# I bought a box, about the size of a shotgun shell box of 22s



## FarmboyBill (Aug 19, 2005)

They were loose. Had never seen them sold that way before. Loaded my rifle with them, and 6 IN A ROW would not shoot. Ive had the box for around 10yrs now so I dont remember where I got it from. I reloaded the rifle. If any of these 16 dont fire ill give the box away to any of the family who wants it.


----------



## JJ Grandits (Nov 10, 2002)

What were they?
I generally buy Winchester .22's that way and never have a problem.
Now if they were Remington thunderbolt it's understandable.
Worst .22 round out there.


----------



## FarmboyBill (Aug 19, 2005)

Im not sure, so I should take it back what I said about getting them from a box of loose shells. The box is Winchester 555, but I have 2 other plastic boxes with the shells fitted into them, and Im not sure NOW which I got them from


----------



## GREENCOUNTYPETE (Jul 25, 2006)

*in 22lr storage is everything *

I had 2 cases of ammo fired one and 1/2 cases in the first year and had maybe 1-2 duds in 325 rounds in each box less than 1% most of those if rotated 90 degrees would fire on second try. the remaining 1/2 case spend the next calendar year in a wood storage box in the back of my old van. 

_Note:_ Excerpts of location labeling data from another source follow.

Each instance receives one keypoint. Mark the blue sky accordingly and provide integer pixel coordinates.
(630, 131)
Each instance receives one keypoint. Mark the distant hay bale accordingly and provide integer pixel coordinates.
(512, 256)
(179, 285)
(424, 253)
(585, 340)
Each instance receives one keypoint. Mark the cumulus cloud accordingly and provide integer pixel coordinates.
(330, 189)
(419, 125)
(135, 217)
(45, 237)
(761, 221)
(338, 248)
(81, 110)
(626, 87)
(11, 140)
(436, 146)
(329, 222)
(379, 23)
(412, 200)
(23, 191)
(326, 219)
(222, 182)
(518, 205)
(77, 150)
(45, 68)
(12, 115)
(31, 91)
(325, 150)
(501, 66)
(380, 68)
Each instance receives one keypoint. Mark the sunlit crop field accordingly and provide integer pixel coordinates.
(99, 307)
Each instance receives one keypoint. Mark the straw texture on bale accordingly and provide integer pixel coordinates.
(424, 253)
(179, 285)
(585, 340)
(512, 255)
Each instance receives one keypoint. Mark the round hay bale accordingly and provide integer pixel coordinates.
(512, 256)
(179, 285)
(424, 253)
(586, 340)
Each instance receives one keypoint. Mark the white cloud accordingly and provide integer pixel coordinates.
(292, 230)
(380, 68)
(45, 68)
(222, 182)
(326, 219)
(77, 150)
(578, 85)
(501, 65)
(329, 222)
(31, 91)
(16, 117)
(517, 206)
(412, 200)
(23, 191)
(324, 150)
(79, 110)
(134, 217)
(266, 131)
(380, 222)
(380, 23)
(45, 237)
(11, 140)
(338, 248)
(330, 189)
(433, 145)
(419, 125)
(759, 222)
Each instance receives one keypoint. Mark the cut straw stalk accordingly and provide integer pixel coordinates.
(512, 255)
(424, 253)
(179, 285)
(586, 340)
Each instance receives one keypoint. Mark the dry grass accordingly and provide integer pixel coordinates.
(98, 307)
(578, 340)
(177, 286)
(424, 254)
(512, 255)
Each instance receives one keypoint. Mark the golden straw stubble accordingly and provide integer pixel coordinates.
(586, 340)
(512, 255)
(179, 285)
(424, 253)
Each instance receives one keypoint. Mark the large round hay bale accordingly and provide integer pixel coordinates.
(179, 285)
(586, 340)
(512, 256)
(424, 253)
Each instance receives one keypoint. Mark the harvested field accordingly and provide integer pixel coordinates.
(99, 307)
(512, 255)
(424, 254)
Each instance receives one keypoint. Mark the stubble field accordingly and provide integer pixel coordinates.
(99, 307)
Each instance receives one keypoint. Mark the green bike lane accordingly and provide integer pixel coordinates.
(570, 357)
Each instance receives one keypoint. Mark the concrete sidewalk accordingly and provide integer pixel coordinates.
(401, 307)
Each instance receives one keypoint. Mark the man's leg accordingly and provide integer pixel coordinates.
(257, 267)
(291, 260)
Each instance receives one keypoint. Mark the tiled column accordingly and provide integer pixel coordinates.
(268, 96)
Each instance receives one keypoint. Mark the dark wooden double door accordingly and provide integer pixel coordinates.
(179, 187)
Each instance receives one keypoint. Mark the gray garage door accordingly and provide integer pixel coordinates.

the second year that ammo has around 10% failure to fire in multiple guns that all worked just fine with that ammo the year before and worked with other ammo.

so frustrating when nearly every magazine had a dud.

22lr cases are not crimped tight to the bullet because the case grabs the rebated base.

keep 22lr ammo in a climate controlled house or building , vacuum seal it , or pack it in sealed with gasket ammo cans when not humid or add descant packs.


----------



## JJ Grandits (Nov 10, 2002)

Interesting.
I have .22 ammo that is years old (like less than a dollar a box old) that have worked perfectly.


----------



## CKelly78z (Jul 16, 2017)

I have never had a squib, or misfire/failure using Remington rounds, I have had problems with other brands.


----------



## crehberg (Mar 16, 2008)

CKelly78z said:


> I have never had a squib, or misfire/failure using Remington rounds, I have had problems with other brands.


Now see that's funny because Remington is the brand I usually have problems with! In fact, I gave the last brick of Remingtons I had to a cousin just because I was tired of duds.


----------



## GREENCOUNTYPETE (Jul 25, 2006)

JJ Grandits said:


> Interesting.
> I have .22 ammo that is years old (like less than a dollar a box old) that have worked perfectly.


you probably store it in a climate controlled house heated ion the winter , cooled in the summer if it is overly hot and humid.

I have 20 year old 22lr also that is like new ,but it got stored in the house not a van in the drive way.


----------



## JJ Grandits (Nov 10, 2002)

Very true.
I have at times had a couple of duds but they are extremely rare.
Happens right up there with lightning strikes and winning lottery tickets .


----------